The notebook is a 1.6 GHz Pentium 4 with 512 MB of RAM. It has a 16.1" UXGA screen and another 17 inch LCD monitor is connected to the notebook. The notebook is WiFi enabled so I can move around the house (usually only for lunch) and still monitor my open positions.
You can also visit websites such as digital tigers, even if you do not buy from them, you can get an idea for what you need. For those of you who are not computer savvy, this is a great site for a fully functional setup. It will cost a bit more but it will give you a peace of mind.
One final note on monitors, make sure you get monitors with a good resolution and keep the brightness low so that your eyes do not strain. Set your monitors up correctly in the beginning and you will literally avoid the headaches of looking at the screen all day.
I use a DSL which provides more than enough speed. It's usually stable & reliable but every once & a while -- usually at the worst possible time -- it decides to have connection issues. (Usually due to QWEST doing something to the lines in my neighborhood.) When that happens I'm able to use my Verizon BLACBERRY as a backup modem.

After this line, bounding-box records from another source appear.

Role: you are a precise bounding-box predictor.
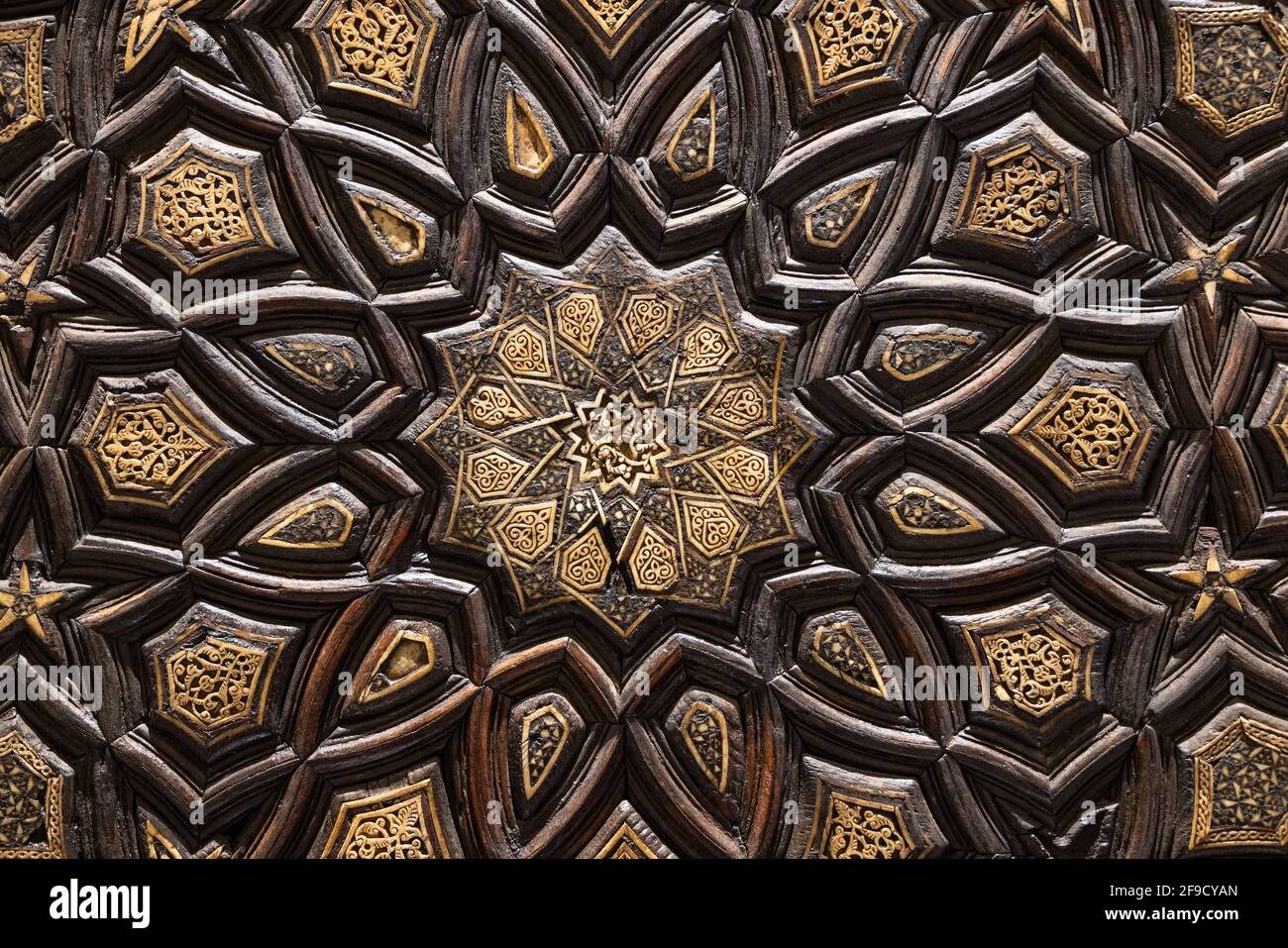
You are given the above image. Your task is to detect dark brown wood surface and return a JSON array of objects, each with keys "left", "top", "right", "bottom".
[{"left": 0, "top": 0, "right": 1288, "bottom": 858}]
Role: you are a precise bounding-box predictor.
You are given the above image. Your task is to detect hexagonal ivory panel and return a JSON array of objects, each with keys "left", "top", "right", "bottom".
[
  {"left": 945, "top": 593, "right": 1109, "bottom": 728},
  {"left": 1172, "top": 5, "right": 1288, "bottom": 138},
  {"left": 988, "top": 357, "right": 1167, "bottom": 492},
  {"left": 129, "top": 129, "right": 295, "bottom": 274},
  {"left": 0, "top": 20, "right": 46, "bottom": 145},
  {"left": 1179, "top": 704, "right": 1288, "bottom": 851},
  {"left": 143, "top": 603, "right": 300, "bottom": 747},
  {"left": 299, "top": 0, "right": 443, "bottom": 110},
  {"left": 934, "top": 113, "right": 1098, "bottom": 271},
  {"left": 71, "top": 370, "right": 241, "bottom": 507}
]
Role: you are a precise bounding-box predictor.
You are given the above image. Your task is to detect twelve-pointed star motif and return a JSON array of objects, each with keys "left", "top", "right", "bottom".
[
  {"left": 417, "top": 239, "right": 812, "bottom": 636},
  {"left": 0, "top": 562, "right": 67, "bottom": 642}
]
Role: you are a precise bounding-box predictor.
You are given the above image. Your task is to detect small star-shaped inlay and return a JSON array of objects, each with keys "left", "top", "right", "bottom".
[
  {"left": 1167, "top": 541, "right": 1262, "bottom": 621},
  {"left": 1143, "top": 235, "right": 1275, "bottom": 310},
  {"left": 0, "top": 562, "right": 67, "bottom": 642}
]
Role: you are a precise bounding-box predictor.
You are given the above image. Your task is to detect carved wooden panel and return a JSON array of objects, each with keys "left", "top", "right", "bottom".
[{"left": 0, "top": 0, "right": 1288, "bottom": 859}]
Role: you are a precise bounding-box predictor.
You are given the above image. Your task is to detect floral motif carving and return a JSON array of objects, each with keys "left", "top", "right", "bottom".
[
  {"left": 0, "top": 22, "right": 46, "bottom": 145},
  {"left": 0, "top": 730, "right": 65, "bottom": 859},
  {"left": 519, "top": 704, "right": 568, "bottom": 799},
  {"left": 305, "top": 0, "right": 438, "bottom": 108},
  {"left": 680, "top": 700, "right": 729, "bottom": 793},
  {"left": 881, "top": 332, "right": 978, "bottom": 381},
  {"left": 821, "top": 792, "right": 912, "bottom": 859},
  {"left": 417, "top": 237, "right": 812, "bottom": 635},
  {"left": 86, "top": 391, "right": 219, "bottom": 506},
  {"left": 1175, "top": 7, "right": 1288, "bottom": 138}
]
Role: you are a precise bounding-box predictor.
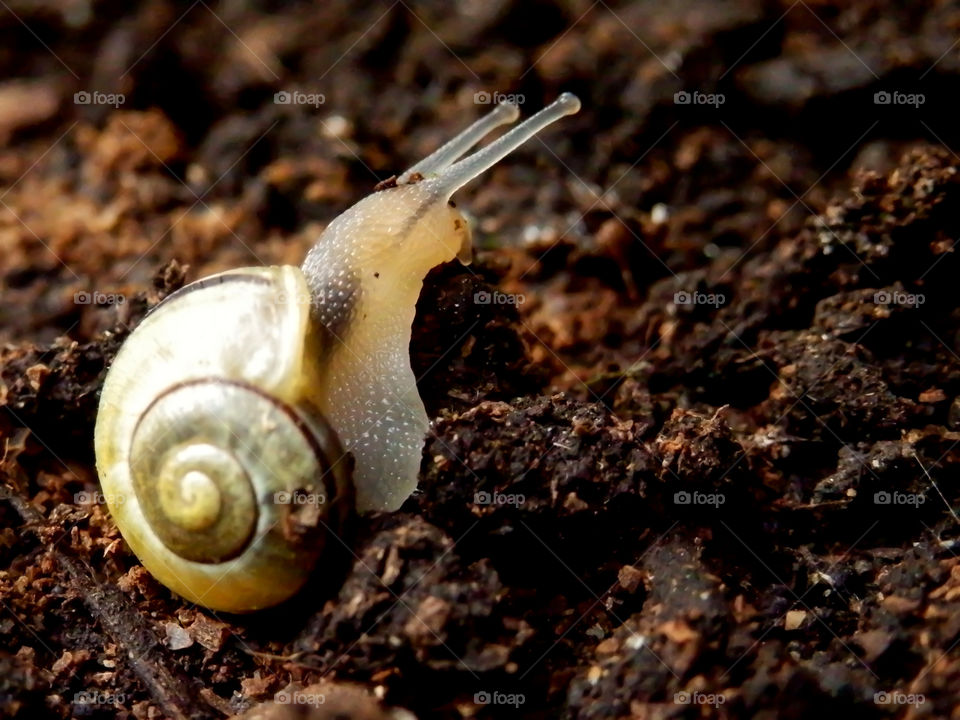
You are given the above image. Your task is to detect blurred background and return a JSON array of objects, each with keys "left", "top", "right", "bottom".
[{"left": 0, "top": 0, "right": 960, "bottom": 348}]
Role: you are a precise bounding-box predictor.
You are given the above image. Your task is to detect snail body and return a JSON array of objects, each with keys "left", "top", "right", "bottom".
[{"left": 94, "top": 93, "right": 579, "bottom": 612}]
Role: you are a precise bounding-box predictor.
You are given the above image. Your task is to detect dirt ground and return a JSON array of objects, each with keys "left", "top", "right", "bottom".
[{"left": 0, "top": 0, "right": 960, "bottom": 720}]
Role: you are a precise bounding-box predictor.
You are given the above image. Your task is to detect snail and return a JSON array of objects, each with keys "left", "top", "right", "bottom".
[{"left": 94, "top": 93, "right": 580, "bottom": 612}]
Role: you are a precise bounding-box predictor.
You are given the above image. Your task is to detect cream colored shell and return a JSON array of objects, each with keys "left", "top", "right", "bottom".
[{"left": 94, "top": 267, "right": 351, "bottom": 612}]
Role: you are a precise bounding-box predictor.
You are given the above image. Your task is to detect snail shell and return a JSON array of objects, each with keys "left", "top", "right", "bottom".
[
  {"left": 95, "top": 267, "right": 352, "bottom": 612},
  {"left": 94, "top": 93, "right": 580, "bottom": 612}
]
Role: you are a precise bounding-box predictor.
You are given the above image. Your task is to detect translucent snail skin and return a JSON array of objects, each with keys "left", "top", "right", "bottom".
[{"left": 94, "top": 93, "right": 580, "bottom": 612}]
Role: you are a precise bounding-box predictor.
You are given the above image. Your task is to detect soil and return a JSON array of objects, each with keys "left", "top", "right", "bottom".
[{"left": 0, "top": 0, "right": 960, "bottom": 720}]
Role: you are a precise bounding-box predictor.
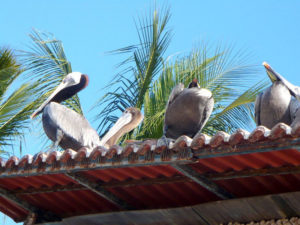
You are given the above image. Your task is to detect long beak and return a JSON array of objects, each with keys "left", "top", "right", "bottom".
[
  {"left": 30, "top": 83, "right": 67, "bottom": 119},
  {"left": 263, "top": 62, "right": 300, "bottom": 99},
  {"left": 100, "top": 113, "right": 132, "bottom": 146}
]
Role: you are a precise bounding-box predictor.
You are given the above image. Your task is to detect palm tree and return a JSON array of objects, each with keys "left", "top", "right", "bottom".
[
  {"left": 97, "top": 9, "right": 266, "bottom": 141},
  {"left": 0, "top": 48, "right": 36, "bottom": 154},
  {"left": 20, "top": 30, "right": 82, "bottom": 114}
]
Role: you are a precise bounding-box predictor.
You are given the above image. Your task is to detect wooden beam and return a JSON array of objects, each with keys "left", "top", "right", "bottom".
[
  {"left": 13, "top": 175, "right": 192, "bottom": 195},
  {"left": 0, "top": 188, "right": 61, "bottom": 223},
  {"left": 65, "top": 173, "right": 134, "bottom": 209},
  {"left": 172, "top": 164, "right": 234, "bottom": 199},
  {"left": 205, "top": 166, "right": 300, "bottom": 180}
]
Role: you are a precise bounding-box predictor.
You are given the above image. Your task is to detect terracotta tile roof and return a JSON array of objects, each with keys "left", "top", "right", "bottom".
[{"left": 0, "top": 123, "right": 300, "bottom": 222}]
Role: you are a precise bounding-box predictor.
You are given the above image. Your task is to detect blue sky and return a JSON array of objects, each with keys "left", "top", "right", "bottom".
[{"left": 0, "top": 0, "right": 300, "bottom": 224}]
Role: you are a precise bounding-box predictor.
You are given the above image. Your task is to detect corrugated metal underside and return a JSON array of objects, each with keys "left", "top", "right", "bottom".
[{"left": 0, "top": 124, "right": 300, "bottom": 223}]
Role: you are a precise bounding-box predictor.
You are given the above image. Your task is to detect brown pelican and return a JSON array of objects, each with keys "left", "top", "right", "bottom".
[
  {"left": 31, "top": 72, "right": 143, "bottom": 151},
  {"left": 255, "top": 62, "right": 300, "bottom": 129},
  {"left": 164, "top": 79, "right": 214, "bottom": 139}
]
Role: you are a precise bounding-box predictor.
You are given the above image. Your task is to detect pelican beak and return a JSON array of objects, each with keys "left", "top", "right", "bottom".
[
  {"left": 263, "top": 62, "right": 300, "bottom": 100},
  {"left": 30, "top": 82, "right": 68, "bottom": 119},
  {"left": 100, "top": 112, "right": 132, "bottom": 146}
]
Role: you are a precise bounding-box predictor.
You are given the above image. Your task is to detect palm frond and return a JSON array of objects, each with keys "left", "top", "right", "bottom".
[
  {"left": 20, "top": 30, "right": 82, "bottom": 114},
  {"left": 137, "top": 45, "right": 266, "bottom": 138},
  {"left": 97, "top": 6, "right": 171, "bottom": 133}
]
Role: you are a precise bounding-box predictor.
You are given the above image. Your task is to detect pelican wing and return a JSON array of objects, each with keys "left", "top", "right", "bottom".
[
  {"left": 167, "top": 83, "right": 184, "bottom": 107},
  {"left": 254, "top": 92, "right": 263, "bottom": 126},
  {"left": 43, "top": 102, "right": 100, "bottom": 147}
]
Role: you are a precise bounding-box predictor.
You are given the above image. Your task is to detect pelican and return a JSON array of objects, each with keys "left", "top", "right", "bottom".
[
  {"left": 164, "top": 79, "right": 214, "bottom": 139},
  {"left": 255, "top": 62, "right": 300, "bottom": 129},
  {"left": 31, "top": 72, "right": 143, "bottom": 151}
]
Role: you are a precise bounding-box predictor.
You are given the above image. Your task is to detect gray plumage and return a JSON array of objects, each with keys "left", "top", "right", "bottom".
[
  {"left": 255, "top": 63, "right": 300, "bottom": 129},
  {"left": 255, "top": 81, "right": 292, "bottom": 129},
  {"left": 42, "top": 102, "right": 100, "bottom": 151},
  {"left": 164, "top": 81, "right": 214, "bottom": 139}
]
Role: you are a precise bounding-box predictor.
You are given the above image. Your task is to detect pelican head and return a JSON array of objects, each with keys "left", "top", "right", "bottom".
[
  {"left": 263, "top": 62, "right": 300, "bottom": 101},
  {"left": 101, "top": 107, "right": 144, "bottom": 147},
  {"left": 31, "top": 72, "right": 89, "bottom": 119},
  {"left": 188, "top": 78, "right": 200, "bottom": 88}
]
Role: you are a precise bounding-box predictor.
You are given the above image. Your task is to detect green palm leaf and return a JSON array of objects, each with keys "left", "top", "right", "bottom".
[
  {"left": 21, "top": 30, "right": 82, "bottom": 114},
  {"left": 97, "top": 6, "right": 171, "bottom": 135},
  {"left": 0, "top": 49, "right": 36, "bottom": 153}
]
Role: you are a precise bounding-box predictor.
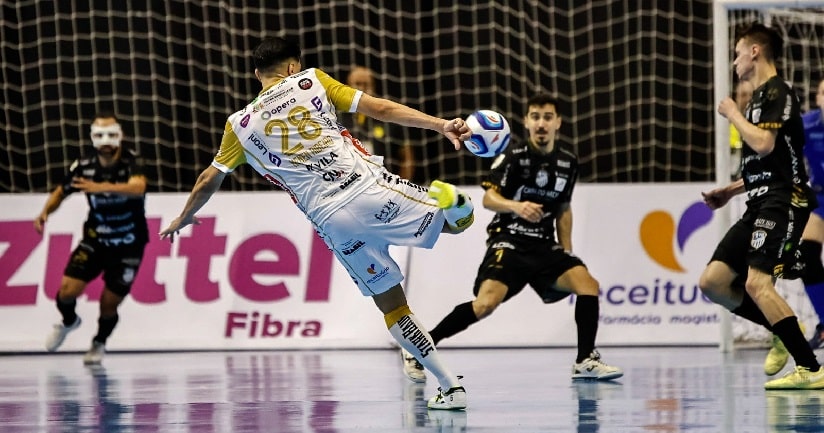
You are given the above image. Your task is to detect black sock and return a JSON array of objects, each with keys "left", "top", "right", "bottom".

Day trading obviously will require a real time data feed. You will need to purchase a real-time subscription from your broker. There will be a fee for most of the exchanges that you require real time data from. Also, there will be an additional fee to view the Level 2 information. Real-time news feeds will be a bit more expensive than the stock price data that you are paying for. It may run around $100 a month for a RT news feed.
eSignal is my primary window into the markets. I run it on the desktop computer and usually have 12 charts up -- 4 per monitor .In the pre-market I'll go through all the gappers and pull up the best looking ones in eSignal. During the day I'll swap out the charts that appear to have less potential for better looking ones that may pop up on one of my scans. I always try to keep the best looking charts on display in eSignal.
In addition to viewing charts I also monitor certain events in eSignal via alerts. One nice feature is alerts that automatically reset. I take advantage of those to track stocks that are hitting intraday highs and lows. The alerts reset and will re-trigger upon a 1% extension of a move to new highs or lows. Besides popping up an alert window it plays a specific sound for new highs and a different sound for new lows. (As you'll see I use a lot of different sounds to help me keep track of things.) Those alerts only fire for stocks that I've entered into eSignal during that session. (They don't scan the universe of stocks.)
I also track the Tick Index ($TICK) via alerts. I have eSignal play sound whenever TICK reaches +800 or -800.